/HummingBird

Reinforcement learning project using Unity ML-agents

Primary LanguagePython

HummingBird

Reinforcement learning project using Unity ML-agents (release 19)

The goal of this project is to design a Hummingbird agent capable of drinking nectar from flowers in a randomly generated environment.

Observations

The hummingbird agent has the following information from the environment :

• the agents local rotation(4 observations).

• a normalized vector pointing to the nearest flower(3 observations).

• a dot product that indicates whether the beak tip is in front of the nearest flower.

• a dot product that indicates whether the beak is pointing toward the nearest flower.

• the relative distance from the beak tip to the nearest flower (1 observation).

For a total of 10 observations. Only the latest environment observation is fed to the agent, no observation stacking is performed.

Actions

The agents actions are float values controlling its pose in space :

• move value x (+1 = right, -1 = left)

• move vector y (+1=up , -1 = down)

• move vector z (+1 = forward, -1 = backward)

• pitch angle (+1 = pitch up, -1 = pitch down)

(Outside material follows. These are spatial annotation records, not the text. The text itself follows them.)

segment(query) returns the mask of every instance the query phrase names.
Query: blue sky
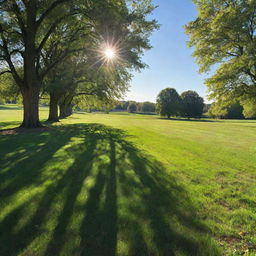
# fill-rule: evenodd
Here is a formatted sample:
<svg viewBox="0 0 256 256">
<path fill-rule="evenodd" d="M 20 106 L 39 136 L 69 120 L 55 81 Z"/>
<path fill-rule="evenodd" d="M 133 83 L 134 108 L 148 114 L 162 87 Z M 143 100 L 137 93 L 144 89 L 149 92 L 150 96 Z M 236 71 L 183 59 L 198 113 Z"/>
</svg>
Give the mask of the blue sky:
<svg viewBox="0 0 256 256">
<path fill-rule="evenodd" d="M 198 73 L 198 65 L 192 57 L 193 49 L 187 47 L 188 37 L 183 26 L 196 17 L 192 0 L 154 0 L 159 7 L 153 18 L 161 27 L 151 37 L 153 48 L 143 57 L 149 68 L 134 73 L 130 91 L 125 99 L 155 102 L 157 94 L 166 87 L 179 93 L 195 90 L 206 102 L 205 75 Z"/>
</svg>

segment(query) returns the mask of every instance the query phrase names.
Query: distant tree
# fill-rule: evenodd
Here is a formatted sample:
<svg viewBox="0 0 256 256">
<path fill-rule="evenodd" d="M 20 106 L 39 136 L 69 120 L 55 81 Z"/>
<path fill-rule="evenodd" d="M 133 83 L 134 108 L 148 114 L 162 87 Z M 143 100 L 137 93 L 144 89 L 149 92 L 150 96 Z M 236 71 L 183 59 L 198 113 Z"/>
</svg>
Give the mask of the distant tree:
<svg viewBox="0 0 256 256">
<path fill-rule="evenodd" d="M 208 114 L 214 118 L 221 119 L 243 119 L 243 107 L 238 102 L 223 103 L 214 102 Z"/>
<path fill-rule="evenodd" d="M 130 102 L 129 101 L 124 101 L 122 104 L 122 108 L 123 110 L 128 110 L 128 106 L 129 106 Z"/>
<path fill-rule="evenodd" d="M 184 117 L 201 117 L 204 108 L 204 99 L 195 91 L 186 91 L 181 94 L 182 109 Z"/>
<path fill-rule="evenodd" d="M 243 106 L 243 115 L 245 118 L 256 118 L 256 99 L 245 100 L 241 102 Z"/>
<path fill-rule="evenodd" d="M 161 116 L 170 118 L 172 115 L 177 116 L 181 108 L 181 98 L 173 88 L 162 90 L 157 96 L 157 109 Z"/>
<path fill-rule="evenodd" d="M 141 104 L 141 112 L 152 113 L 155 112 L 155 104 L 149 101 L 143 102 Z"/>
<path fill-rule="evenodd" d="M 211 104 L 204 104 L 203 113 L 207 113 L 211 107 Z"/>
<path fill-rule="evenodd" d="M 134 113 L 137 111 L 137 105 L 136 103 L 130 103 L 128 108 L 127 108 L 129 113 Z"/>
<path fill-rule="evenodd" d="M 256 96 L 255 1 L 194 0 L 198 16 L 186 26 L 189 46 L 201 72 L 212 66 L 206 80 L 210 96 L 233 98 Z"/>
<path fill-rule="evenodd" d="M 220 102 L 213 102 L 207 113 L 210 117 L 224 119 L 228 114 L 228 110 Z"/>
</svg>

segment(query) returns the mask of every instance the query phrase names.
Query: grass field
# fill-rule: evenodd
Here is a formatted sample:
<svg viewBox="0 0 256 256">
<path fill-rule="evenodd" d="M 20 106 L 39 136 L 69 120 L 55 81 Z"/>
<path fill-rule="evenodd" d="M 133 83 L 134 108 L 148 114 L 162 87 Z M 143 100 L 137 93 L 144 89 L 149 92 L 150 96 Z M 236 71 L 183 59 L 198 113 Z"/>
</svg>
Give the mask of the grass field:
<svg viewBox="0 0 256 256">
<path fill-rule="evenodd" d="M 256 121 L 75 114 L 0 156 L 1 256 L 256 255 Z"/>
</svg>

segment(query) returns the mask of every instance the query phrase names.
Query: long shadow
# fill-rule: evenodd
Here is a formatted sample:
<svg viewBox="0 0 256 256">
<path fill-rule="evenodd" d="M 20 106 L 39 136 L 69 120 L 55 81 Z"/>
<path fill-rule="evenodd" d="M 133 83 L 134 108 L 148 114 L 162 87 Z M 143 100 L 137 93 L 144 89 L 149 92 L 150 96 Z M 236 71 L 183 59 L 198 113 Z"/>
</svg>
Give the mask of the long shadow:
<svg viewBox="0 0 256 256">
<path fill-rule="evenodd" d="M 184 122 L 199 122 L 199 123 L 217 123 L 219 120 L 209 120 L 209 119 L 191 119 L 191 118 L 166 118 L 166 117 L 158 117 L 157 119 L 161 120 L 169 120 L 169 121 L 184 121 Z"/>
<path fill-rule="evenodd" d="M 20 190 L 49 185 L 0 218 L 1 256 L 220 255 L 187 192 L 124 131 L 77 124 L 15 137 L 3 138 L 3 209 Z"/>
</svg>

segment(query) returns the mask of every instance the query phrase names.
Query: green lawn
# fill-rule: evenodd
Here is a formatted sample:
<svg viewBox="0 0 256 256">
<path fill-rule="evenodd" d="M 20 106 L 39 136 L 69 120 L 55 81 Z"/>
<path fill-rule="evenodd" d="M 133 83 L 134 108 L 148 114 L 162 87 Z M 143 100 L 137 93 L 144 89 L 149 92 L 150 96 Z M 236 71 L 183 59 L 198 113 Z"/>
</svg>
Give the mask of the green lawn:
<svg viewBox="0 0 256 256">
<path fill-rule="evenodd" d="M 75 114 L 0 166 L 1 256 L 256 255 L 256 121 Z"/>
</svg>

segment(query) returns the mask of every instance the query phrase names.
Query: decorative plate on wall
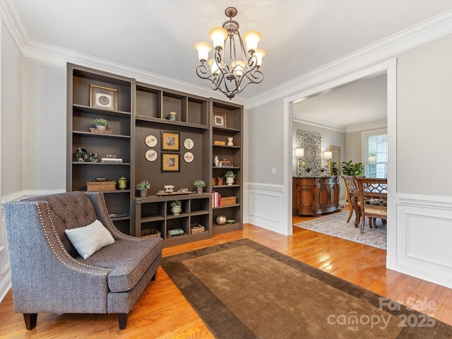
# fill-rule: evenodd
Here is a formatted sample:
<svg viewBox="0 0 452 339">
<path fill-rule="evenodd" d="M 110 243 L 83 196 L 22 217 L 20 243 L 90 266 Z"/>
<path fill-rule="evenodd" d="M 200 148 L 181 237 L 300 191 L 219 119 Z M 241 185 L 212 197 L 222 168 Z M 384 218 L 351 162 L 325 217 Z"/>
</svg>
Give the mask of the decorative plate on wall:
<svg viewBox="0 0 452 339">
<path fill-rule="evenodd" d="M 194 145 L 195 143 L 194 143 L 193 140 L 191 140 L 190 138 L 187 138 L 184 141 L 184 147 L 185 147 L 185 148 L 186 148 L 187 150 L 191 150 Z"/>
<path fill-rule="evenodd" d="M 191 152 L 186 152 L 184 155 L 184 160 L 186 162 L 191 162 L 194 157 L 193 156 L 193 153 Z"/>
<path fill-rule="evenodd" d="M 157 138 L 155 138 L 155 136 L 150 135 L 146 136 L 146 138 L 144 139 L 144 142 L 149 147 L 154 147 L 155 145 L 157 145 Z"/>
<path fill-rule="evenodd" d="M 144 153 L 144 156 L 148 161 L 155 161 L 157 159 L 157 152 L 155 150 L 148 150 L 146 153 Z"/>
</svg>

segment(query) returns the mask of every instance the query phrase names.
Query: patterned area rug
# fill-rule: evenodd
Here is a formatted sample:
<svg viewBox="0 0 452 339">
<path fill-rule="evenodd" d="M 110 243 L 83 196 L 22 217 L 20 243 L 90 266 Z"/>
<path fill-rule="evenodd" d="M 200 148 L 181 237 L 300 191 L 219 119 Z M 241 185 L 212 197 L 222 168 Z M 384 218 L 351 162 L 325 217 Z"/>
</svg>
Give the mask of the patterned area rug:
<svg viewBox="0 0 452 339">
<path fill-rule="evenodd" d="M 359 233 L 359 227 L 355 227 L 355 214 L 347 223 L 348 211 L 332 214 L 313 220 L 304 221 L 294 224 L 297 227 L 306 228 L 311 231 L 325 234 L 338 237 L 338 238 L 359 242 L 365 245 L 373 246 L 379 249 L 386 249 L 386 225 L 383 225 L 378 220 L 378 228 L 369 228 L 369 222 L 366 220 L 364 234 Z"/>
<path fill-rule="evenodd" d="M 444 323 L 248 239 L 162 267 L 217 339 L 452 338 Z"/>
</svg>

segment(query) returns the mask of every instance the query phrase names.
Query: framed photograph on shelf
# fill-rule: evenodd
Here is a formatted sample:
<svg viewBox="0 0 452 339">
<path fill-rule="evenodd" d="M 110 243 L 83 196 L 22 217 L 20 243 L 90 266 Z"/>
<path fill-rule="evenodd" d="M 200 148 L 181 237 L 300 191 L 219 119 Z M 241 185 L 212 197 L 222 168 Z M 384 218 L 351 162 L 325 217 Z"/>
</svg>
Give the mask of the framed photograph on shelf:
<svg viewBox="0 0 452 339">
<path fill-rule="evenodd" d="M 162 150 L 179 151 L 179 133 L 162 132 Z"/>
<path fill-rule="evenodd" d="M 179 154 L 162 153 L 162 172 L 179 172 Z"/>
<path fill-rule="evenodd" d="M 118 90 L 90 85 L 90 106 L 112 111 L 118 110 Z"/>
<path fill-rule="evenodd" d="M 213 111 L 213 126 L 226 128 L 226 114 Z"/>
</svg>

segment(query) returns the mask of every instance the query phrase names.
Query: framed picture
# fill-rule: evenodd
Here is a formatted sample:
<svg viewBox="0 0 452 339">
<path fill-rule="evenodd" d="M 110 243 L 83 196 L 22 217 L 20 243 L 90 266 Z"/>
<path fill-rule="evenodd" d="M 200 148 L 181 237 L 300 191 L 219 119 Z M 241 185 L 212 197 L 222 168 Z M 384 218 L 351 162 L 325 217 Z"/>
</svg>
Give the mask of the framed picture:
<svg viewBox="0 0 452 339">
<path fill-rule="evenodd" d="M 179 133 L 162 132 L 162 150 L 179 151 Z"/>
<path fill-rule="evenodd" d="M 90 85 L 90 106 L 112 111 L 118 110 L 118 90 Z"/>
<path fill-rule="evenodd" d="M 162 153 L 162 172 L 179 172 L 179 154 Z"/>
<path fill-rule="evenodd" d="M 213 112 L 213 126 L 226 127 L 226 114 L 221 112 Z"/>
</svg>

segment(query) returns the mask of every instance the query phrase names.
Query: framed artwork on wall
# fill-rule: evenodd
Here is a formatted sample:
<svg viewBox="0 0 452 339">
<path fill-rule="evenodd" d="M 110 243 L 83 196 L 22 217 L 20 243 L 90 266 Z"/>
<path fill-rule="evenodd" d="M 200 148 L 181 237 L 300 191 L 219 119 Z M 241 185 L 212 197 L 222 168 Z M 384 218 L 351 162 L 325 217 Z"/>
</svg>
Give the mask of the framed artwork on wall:
<svg viewBox="0 0 452 339">
<path fill-rule="evenodd" d="M 118 90 L 90 85 L 90 106 L 112 111 L 118 110 Z"/>
<path fill-rule="evenodd" d="M 162 132 L 162 150 L 179 151 L 179 133 Z"/>
<path fill-rule="evenodd" d="M 162 172 L 179 171 L 179 154 L 162 153 Z"/>
</svg>

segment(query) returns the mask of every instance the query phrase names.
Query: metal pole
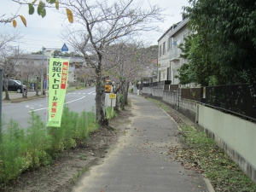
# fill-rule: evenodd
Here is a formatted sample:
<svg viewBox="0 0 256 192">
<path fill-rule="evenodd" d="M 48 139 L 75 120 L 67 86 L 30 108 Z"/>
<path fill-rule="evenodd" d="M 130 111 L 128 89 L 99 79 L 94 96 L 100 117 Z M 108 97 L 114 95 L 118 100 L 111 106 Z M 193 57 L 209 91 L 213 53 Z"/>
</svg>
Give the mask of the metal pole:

• yaw angle (+1 = turn right, -1 = turn left)

Reward

The agent gets a reward of 0.1 each timestep it's drinking flower nectar as well as a bonus reward proportionnal to how well it is aligned with the flower. It gets a negative reward of 0.5 when it collides with the ground or gets out of the limits of the environment.

Training

The agent is trained using PPO over 5e6 steps. To speed up training 8 independent environments with a hummingbird agent are simulated and their experiences are collected by the Academy :

training setup

At first the agent has trouble reaching a flower and drinking its nectar but it eventually gets better later in the training :

clueless agent better agent

A blue flower means that its nectar has been collected while a red one is still full.

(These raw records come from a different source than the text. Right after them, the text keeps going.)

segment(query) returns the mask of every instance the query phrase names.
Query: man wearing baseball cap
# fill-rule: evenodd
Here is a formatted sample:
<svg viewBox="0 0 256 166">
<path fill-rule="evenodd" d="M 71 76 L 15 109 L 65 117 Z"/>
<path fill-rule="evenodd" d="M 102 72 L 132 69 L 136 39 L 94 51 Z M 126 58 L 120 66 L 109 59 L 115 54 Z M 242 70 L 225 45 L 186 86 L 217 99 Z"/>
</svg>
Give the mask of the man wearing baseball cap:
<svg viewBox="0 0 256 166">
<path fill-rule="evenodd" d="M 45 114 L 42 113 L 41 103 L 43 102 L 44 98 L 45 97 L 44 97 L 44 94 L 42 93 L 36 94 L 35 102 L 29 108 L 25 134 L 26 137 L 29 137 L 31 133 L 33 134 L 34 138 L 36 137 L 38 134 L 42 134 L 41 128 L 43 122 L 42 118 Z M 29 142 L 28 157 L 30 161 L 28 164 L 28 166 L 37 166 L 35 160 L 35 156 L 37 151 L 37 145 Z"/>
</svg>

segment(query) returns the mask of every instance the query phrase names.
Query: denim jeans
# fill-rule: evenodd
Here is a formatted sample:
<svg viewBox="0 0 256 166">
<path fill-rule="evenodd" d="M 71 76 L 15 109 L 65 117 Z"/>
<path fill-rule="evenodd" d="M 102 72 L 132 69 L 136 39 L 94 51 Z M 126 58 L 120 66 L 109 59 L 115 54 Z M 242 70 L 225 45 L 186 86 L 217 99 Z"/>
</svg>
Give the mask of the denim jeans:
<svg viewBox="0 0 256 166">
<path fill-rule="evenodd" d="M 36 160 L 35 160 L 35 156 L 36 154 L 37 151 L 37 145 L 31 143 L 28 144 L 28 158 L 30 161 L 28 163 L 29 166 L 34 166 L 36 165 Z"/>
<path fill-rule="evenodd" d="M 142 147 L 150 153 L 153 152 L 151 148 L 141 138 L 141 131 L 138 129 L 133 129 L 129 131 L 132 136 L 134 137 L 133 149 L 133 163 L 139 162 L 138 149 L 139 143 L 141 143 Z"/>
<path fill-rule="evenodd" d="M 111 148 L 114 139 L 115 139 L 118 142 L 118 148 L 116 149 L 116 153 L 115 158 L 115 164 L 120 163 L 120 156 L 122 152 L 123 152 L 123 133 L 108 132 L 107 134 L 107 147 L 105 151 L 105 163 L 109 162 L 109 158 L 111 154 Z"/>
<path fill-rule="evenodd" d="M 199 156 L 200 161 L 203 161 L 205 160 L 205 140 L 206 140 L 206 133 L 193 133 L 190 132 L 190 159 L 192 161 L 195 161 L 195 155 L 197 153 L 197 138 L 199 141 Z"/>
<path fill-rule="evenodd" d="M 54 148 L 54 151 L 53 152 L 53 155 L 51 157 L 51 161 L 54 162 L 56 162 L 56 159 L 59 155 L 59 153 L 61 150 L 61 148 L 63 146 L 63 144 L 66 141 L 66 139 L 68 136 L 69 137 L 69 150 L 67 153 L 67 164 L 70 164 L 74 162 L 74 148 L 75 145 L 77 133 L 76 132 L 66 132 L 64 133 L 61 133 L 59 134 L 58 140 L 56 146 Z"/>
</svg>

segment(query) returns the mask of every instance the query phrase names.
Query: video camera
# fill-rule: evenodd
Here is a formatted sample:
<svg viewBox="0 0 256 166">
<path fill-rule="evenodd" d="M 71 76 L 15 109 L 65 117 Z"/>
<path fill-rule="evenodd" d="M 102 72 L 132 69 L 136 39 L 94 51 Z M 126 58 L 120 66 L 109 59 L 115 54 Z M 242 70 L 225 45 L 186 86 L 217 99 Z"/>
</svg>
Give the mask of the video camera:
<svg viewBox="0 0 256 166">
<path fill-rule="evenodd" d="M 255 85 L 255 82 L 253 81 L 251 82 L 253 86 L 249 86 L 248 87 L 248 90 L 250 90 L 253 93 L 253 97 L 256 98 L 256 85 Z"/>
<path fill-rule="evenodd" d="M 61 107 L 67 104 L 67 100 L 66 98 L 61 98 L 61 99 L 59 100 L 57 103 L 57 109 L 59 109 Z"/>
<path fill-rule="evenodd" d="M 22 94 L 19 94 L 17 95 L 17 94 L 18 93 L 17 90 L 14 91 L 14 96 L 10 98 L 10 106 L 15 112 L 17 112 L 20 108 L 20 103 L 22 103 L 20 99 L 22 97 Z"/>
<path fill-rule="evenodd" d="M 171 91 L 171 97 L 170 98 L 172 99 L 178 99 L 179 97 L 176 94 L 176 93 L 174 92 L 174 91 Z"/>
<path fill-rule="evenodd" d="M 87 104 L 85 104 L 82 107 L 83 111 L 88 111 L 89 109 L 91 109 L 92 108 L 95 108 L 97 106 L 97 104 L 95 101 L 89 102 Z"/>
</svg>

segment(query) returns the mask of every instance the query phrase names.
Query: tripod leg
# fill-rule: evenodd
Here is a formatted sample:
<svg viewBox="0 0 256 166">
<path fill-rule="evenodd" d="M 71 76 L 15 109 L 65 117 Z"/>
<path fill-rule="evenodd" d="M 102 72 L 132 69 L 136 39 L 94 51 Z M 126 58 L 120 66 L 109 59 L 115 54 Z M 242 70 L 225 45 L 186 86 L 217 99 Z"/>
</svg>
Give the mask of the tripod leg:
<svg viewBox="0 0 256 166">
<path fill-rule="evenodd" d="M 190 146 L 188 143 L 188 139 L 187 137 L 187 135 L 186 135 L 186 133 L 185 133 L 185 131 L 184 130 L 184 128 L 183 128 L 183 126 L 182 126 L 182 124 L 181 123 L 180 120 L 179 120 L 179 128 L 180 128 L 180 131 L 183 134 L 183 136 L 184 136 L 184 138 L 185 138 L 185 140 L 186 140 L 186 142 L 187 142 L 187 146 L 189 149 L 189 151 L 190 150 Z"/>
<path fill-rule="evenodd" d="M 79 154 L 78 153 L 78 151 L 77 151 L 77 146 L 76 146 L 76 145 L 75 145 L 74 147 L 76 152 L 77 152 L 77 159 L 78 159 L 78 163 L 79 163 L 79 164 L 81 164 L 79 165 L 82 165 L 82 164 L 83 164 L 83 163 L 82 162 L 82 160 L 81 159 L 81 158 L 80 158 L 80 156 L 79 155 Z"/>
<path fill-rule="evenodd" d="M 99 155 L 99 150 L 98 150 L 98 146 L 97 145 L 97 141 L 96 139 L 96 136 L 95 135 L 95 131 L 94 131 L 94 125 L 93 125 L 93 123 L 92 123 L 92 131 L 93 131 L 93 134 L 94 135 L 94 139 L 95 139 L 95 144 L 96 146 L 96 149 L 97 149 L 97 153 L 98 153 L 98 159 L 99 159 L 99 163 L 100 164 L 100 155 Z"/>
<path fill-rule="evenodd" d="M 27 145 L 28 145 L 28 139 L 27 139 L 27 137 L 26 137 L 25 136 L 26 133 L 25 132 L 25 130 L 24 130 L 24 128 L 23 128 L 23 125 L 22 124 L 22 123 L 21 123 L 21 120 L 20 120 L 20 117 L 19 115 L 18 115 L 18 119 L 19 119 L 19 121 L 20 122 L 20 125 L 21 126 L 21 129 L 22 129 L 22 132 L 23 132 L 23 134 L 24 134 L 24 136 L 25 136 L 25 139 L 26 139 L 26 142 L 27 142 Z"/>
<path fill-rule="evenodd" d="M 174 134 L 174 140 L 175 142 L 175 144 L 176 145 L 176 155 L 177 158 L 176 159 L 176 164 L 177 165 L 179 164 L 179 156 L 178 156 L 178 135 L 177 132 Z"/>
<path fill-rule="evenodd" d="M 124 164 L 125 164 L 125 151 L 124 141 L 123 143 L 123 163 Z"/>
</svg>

The improvment of the hummingbirds' policies is shown by the average cumulative reward received by each agent during an episode improving as training goes : better agent

Compete with the agent

It's possible to play against the trained agent by putting 2 hummingbirds on one island and setting the behavior of one agent to Heuristic (having one human player controlling an agent with the keyboard). After training the agent achieves superhuman performance.